ロシア特集に西荻窪で対抗! 自由すぎるテレビ東京が大躍進しているワケ


「他局はテレ東とは予算がケタ違いですから冒険できない。視聴率も『ゴールデンなら二桁』が命題としてあり、ハズレ番組を作れば担当者は責任問題となって立場を失います。現場はヒット番組を作るよりも『失敗しない』という方向に流れがちですから、どこかで見たような内容の手堅い番組になってしまう。出演者も吉本芸人やジャニーズタレント、AKBにEXILEと変わり映えしない。これでは視聴者も飽きてしまいます。一方、テレ東はゴールデンでも視聴率7%以上ならヒット。5%前後でも打ち切りや責任問題になりません。失敗を恐れずに番組作りできる環境が、テレビマンの自由な発想を引きだしているのです」(制作会社関係者)

 潤沢な予算で豪華な番組作りをしたからといって、視聴率が稼げるわけではない。当たり前のようでいて実践するのは難しいことだが、それもテレ東が証明してしまっている。

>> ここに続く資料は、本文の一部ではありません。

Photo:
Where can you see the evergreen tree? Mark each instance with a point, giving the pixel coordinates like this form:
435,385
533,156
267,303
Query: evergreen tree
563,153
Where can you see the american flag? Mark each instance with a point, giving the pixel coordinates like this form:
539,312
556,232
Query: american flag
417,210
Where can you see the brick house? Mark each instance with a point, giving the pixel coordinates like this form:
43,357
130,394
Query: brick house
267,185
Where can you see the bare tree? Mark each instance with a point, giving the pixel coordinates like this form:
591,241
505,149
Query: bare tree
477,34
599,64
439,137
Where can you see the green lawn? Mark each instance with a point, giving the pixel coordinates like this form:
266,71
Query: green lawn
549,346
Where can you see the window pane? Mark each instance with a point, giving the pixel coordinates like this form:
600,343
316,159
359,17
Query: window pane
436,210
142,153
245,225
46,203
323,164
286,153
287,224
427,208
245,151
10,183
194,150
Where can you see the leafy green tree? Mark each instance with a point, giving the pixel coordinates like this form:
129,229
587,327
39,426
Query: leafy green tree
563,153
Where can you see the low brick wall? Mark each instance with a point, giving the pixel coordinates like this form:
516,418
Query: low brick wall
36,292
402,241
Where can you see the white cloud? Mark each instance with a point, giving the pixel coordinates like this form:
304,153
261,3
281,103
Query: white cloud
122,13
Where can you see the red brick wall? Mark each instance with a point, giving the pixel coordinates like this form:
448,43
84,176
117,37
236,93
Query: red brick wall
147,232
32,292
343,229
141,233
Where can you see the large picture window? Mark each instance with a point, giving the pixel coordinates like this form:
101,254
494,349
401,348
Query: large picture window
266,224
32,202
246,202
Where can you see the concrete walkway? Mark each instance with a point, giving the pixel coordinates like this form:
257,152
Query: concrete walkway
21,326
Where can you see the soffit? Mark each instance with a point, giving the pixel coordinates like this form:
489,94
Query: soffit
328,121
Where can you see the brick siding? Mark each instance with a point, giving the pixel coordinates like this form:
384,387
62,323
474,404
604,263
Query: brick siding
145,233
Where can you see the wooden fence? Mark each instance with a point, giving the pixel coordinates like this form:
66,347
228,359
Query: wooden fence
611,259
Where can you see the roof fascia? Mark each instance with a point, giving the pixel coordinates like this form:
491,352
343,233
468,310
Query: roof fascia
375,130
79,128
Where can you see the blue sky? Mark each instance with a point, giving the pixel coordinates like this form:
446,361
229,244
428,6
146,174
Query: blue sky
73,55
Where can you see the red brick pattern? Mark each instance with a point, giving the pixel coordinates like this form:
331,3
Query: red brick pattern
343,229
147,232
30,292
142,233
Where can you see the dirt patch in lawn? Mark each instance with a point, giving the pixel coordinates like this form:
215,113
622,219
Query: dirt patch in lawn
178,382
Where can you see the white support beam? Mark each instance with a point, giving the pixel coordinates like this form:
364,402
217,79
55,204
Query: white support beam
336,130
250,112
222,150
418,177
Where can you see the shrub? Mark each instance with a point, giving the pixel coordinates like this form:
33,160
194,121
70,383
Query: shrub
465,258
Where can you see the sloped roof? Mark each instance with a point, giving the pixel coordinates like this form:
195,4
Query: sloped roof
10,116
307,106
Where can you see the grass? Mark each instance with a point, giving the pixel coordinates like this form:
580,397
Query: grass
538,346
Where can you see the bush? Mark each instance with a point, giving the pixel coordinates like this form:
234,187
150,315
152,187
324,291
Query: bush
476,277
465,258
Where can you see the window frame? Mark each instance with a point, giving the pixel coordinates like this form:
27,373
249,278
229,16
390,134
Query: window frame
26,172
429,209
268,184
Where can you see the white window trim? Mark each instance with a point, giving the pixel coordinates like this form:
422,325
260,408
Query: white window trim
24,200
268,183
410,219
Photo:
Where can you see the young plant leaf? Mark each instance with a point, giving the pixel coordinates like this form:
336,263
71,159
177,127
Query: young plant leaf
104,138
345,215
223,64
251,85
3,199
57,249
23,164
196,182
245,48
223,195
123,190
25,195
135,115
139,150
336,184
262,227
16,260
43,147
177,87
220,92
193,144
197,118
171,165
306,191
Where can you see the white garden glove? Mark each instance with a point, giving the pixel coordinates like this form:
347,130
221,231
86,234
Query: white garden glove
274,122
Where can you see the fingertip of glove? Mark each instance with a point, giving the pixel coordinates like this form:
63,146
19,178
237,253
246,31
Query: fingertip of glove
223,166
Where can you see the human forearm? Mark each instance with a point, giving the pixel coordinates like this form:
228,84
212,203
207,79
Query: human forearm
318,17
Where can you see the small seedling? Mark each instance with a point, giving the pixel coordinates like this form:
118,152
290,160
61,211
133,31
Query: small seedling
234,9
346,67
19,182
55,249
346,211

 2月1日、TBSはソチ五輪に絡んで夜9時からの看板番組『世界ふしぎ発見!』で大々的な海外ロケで構成したロシア特集を放送した。一方、その裏番組であるテレ東の『出没!アド街ック天国』は西荻窪を特集。この異色対決の結果は、双方とも平均視聴率9.8%で引き分けだった。しかし、掛かった予算や手間を考えればテレ東の勝利といえるだろう。

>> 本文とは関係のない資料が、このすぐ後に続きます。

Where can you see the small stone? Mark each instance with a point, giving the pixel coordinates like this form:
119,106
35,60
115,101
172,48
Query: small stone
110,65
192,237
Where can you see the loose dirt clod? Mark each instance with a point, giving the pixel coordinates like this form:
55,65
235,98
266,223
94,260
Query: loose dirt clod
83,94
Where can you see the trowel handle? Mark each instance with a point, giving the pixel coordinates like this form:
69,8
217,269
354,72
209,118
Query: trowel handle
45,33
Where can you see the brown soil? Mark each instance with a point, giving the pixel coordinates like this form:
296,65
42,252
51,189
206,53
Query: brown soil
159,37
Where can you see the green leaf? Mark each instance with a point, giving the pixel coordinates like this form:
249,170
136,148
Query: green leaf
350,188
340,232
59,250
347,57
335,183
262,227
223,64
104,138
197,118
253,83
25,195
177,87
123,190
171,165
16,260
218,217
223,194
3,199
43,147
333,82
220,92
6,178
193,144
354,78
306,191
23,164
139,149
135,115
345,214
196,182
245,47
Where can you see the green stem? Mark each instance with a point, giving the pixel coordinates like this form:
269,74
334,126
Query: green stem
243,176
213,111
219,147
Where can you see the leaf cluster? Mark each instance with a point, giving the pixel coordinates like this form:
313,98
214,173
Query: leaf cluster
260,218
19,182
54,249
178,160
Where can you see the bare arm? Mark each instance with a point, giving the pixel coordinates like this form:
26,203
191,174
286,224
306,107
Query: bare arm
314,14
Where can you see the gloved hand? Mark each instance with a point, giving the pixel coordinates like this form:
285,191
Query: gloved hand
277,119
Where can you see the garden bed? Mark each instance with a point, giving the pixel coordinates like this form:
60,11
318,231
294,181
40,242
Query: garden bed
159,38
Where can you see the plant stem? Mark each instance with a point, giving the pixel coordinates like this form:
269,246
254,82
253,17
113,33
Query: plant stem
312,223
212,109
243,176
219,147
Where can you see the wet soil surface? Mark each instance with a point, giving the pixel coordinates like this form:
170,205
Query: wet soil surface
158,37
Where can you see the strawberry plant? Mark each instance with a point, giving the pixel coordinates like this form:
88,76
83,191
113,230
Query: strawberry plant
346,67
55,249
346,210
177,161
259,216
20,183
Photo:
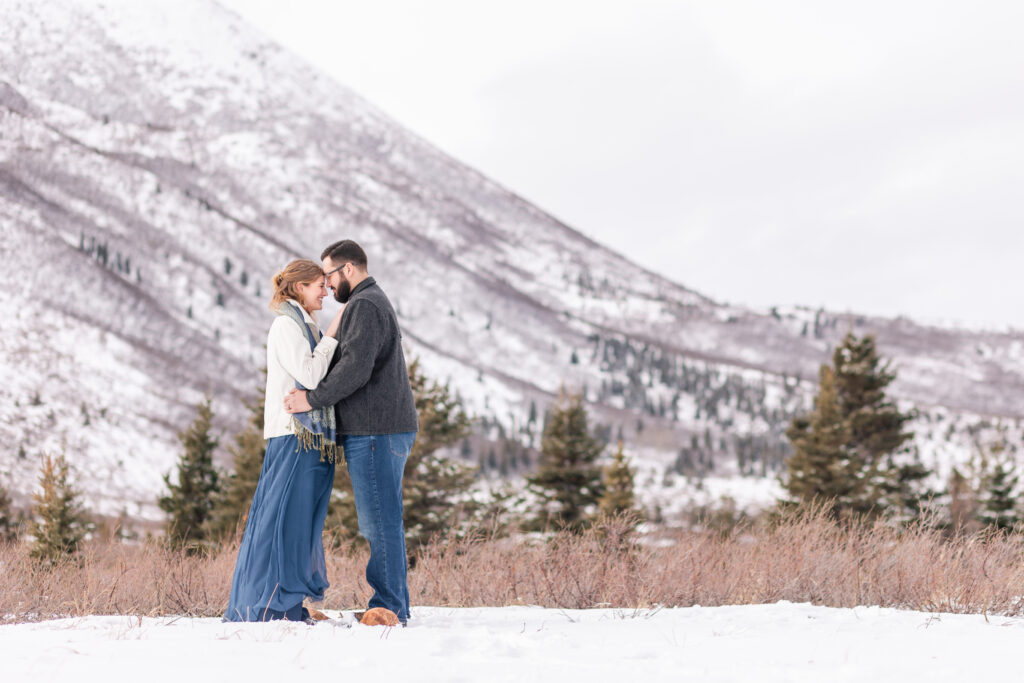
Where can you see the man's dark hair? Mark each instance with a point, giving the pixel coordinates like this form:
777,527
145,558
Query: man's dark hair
345,251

 業界内でもテレ東に対する見方が変わってきたようだ。先日、テレビ東京開局50周年特別企画としてジャニーズ事務所の所属タレントが日替わりで司会する生番組『トーキョーライブ!~23:58の生放送~(仮)』の制作が発表された。NEWSの小山慶一郎、TOKIOの松岡昌宏、嵐の相葉雅紀、Kinki Kidsの堂本剛、関ジャニ∞の安田章大が各曜日を担当し、2週間限定で放送される。この発表は業界関係者にとって大きな意味を持つという。

「今までジャニーズ事務所は、テレ東の番組ではブレイク前のグループを出演させる程度しかしなかった。人気が出てくればフジや日テレなどに出演させ、テレ東はお役御免という流れでした。しかし、今回は特別企画とはいえ一線級の所属タレントを投入している。大手事務所の間でも、躍進を続けるテレ東に対する目が変わってきているといえるでしょう」(芸能関係者)

 あまりの好調ぶりに大手も擦り寄ってきたようだが、これが“いつものテレ東”という安定感を崩壊させることにもないかねない。他局と同じようなメンツの番組を乱発するテレ東は見たくない。今後も慢心せずにチャレンジ精神あふれる番組作りを続けてほしいところだ。